One by one, student athletes descended the steps of Quezon Hall, holding white lanterns of different shapes and sizes. They made their way to the giddy spectators as the only source of light amidst the prevailing darkness for this year’s annual Pag-iilaw sa Diliman, which marks the beginning of the Christmas season in the university.

UP president Alfredo Pascual said the Pag-iilaw held on November 27, was different from the previous lighting ceremonies in the university.

With UP’s present Christmas theme, Dingas: “Adhikaing Diliman, Adhikaing Bayan”, the university did not only light up the iconic Oblation and the Quezon Hall, they also circled the Academic Oval, parading hand-made lanterns and lighting up the other buildings as well.

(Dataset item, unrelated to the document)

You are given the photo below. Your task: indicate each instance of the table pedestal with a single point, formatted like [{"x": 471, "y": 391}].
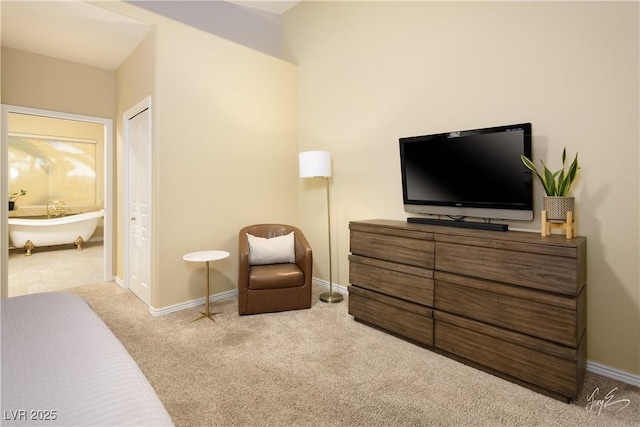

The parade, led by a marching band, went around half the Oval followed by 20 beautifully crafted parols which took the students and visitors to respective stations during the event.

Spectators made six stops during the parade: UP Ampitheater, Vargas Museum, AS (Palma Hall) steps, Main Library, College of Engineering and the Carillon Tower before heading back to Quezon Hall where the Oblation was unraveled and eventually set ablaze by its fiery design.

Several students from the UP Integrated School released 107 blinking technicolor balloons to signify years of UP’s unwavering service to the nation. Meanwhile, student groups such as the UP Dance Company, UP Pugad Sayk and UP Street Dance Club entertained the crowd the symbolic ceremony that marked the beginning of Christmas in the university.

Aninag 2015 was inspired by the Kapampangan Christmas tradition Lubenas that gave birth to the province’s renowned Giant Lantern Festival where hand crafted parols are paraded around the streets of Pampanga, displaying the ingenuity and creativity of the Kapampangans.

Bilang lunsaran ng mga radikal na kaisipan, kamulatan sa mga usaping pambayan at mga pagkilos, ang pamana ng UP ay mistulang maliit na ningas ng apoy na unti-unting lumalagablab (As a platform for radical thoughts and eye-opening discussions, UP marks itself as a tiny blaze that continuously burns),” Chancellor Michael Tan said in his speech during Friday’s event.

The blazing lanterns surrounding the campus is the work of renowned visual artist Toym Imao whose carefully crafted handiwork transformed the Quezon Hall plaza into a sea of fire.

Imao, whose childhood memories include enjoying Christmas festivities in Pampanga, specifically avoided using common Christmas symbols to remind the UP community that the flames of critical thought and social awareness must be ignited all year round.

Instead of the using traditional star-shaped lanterns, 107 fireballs stand on the lush, green field in front of the Oblation. A gigantic parol shaped like a wild, uncontrollable fire rages behind the icon—the same fire that represents the role of the university’s students, the alumni, the professors and the institution itself in the nation.

“[It is] a spark of inspiration; a spark that creates movement, a spark that generates interest…a spark that lights up our passion,” Imao said.

As Aninag 2015 lit up the rest of the campus, UP welcomes the Christmas season by reigniting the passion within the hearts of the members of its community and encouraging them to continue illuminating the present darkness that veils the nation and challenging them to carry on to the society that flames of honor and excellence.